Gunn began as a landscape painter and traveled widely, exhibiting Paintings of Rome etc at the Fine Art Society in 1929. During the 1920s, he increasingly concentrated on portrait painting and after 1929 he devoted himself exclusively to portraits. In November 1939, Gunn offered his services to the War Artists' Advisory Committee and subsequently received three portrait commissions from them.

During WWII he lived with his family in Carsethorn, a seaside village on the Solway in Kirkcudbrightshire.
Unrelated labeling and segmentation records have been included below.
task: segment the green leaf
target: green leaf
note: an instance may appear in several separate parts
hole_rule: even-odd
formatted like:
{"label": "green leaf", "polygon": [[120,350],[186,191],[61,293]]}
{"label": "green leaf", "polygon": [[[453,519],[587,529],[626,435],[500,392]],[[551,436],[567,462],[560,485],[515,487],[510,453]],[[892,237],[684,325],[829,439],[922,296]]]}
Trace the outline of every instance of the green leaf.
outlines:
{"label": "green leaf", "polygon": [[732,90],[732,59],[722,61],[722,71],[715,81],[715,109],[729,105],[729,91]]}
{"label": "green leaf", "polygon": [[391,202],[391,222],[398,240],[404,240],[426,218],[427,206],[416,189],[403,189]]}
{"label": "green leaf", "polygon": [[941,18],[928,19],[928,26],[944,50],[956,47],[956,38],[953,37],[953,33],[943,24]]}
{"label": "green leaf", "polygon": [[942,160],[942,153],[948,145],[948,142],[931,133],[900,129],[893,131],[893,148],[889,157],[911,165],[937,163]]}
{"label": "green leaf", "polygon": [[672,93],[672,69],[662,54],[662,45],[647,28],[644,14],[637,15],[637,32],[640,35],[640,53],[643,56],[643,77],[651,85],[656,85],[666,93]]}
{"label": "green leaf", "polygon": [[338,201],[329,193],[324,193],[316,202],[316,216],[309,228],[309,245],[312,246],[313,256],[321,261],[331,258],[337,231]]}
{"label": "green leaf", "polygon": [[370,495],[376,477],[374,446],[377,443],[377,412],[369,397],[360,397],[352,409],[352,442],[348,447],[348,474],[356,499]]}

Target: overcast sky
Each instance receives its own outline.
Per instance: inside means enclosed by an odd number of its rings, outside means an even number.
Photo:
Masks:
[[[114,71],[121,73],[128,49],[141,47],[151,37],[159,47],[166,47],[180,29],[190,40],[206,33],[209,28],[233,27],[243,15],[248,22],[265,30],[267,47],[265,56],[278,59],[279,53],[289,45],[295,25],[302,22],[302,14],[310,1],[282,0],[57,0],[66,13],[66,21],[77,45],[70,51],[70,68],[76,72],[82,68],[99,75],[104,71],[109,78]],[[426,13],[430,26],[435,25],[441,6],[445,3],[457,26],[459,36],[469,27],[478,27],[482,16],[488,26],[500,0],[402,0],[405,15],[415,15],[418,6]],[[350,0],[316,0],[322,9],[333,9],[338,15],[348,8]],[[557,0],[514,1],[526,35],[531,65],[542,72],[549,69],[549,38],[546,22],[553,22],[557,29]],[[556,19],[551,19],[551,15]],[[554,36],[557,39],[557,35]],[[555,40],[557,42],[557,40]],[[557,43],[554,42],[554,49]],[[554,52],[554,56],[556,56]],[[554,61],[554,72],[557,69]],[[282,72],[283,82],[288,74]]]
Gunn's paintings are on show in a number of galleries and his 1953 portrait of Queen Elizabeth II is in the Royal Collection. His painting of the British royal family, Conversation Piece at the Royal Lodge, Windsor, was commissioned by the trustees of the National Portrait Gallery in 1950. He also painted notable portraits of King George V, Agnes Catherine Maitland (now in Somerville College's dining hall), and also of Harold Macmillan, in his role as Chancellor of Oxford University. He was elected President of the Royal Society of Portrait Painters in 1953, a post he held until his death. He was elected an associate member of the Royal Academy in 1953 and a full academician in 1961. Gunn was knighted for services to painting in 1963. An 80-page catalogue of his work which were exhibited at the Scottish National Portrait Gallery, Edinburgh from December 1994 to February 1995, was published by the National Galleries of Scotland in 1994.

==Family life==
Gunn married Gwendoline Thorne in 1919 and they had three daughters. He divorced his first wife, who had run off with Sir Arthur Whinney. Gunn subsequently married Pauline Miller with whom he had a son and another daughter. Pauline was the model for a number of his paintings, including his 1961 diploma submission to the Royal Academy. Gunn died in London on 30 December 1964. A requiem mass for the repose of his soul was held at the Church of the Immaculate Conception, Farm Street, London in January 1965.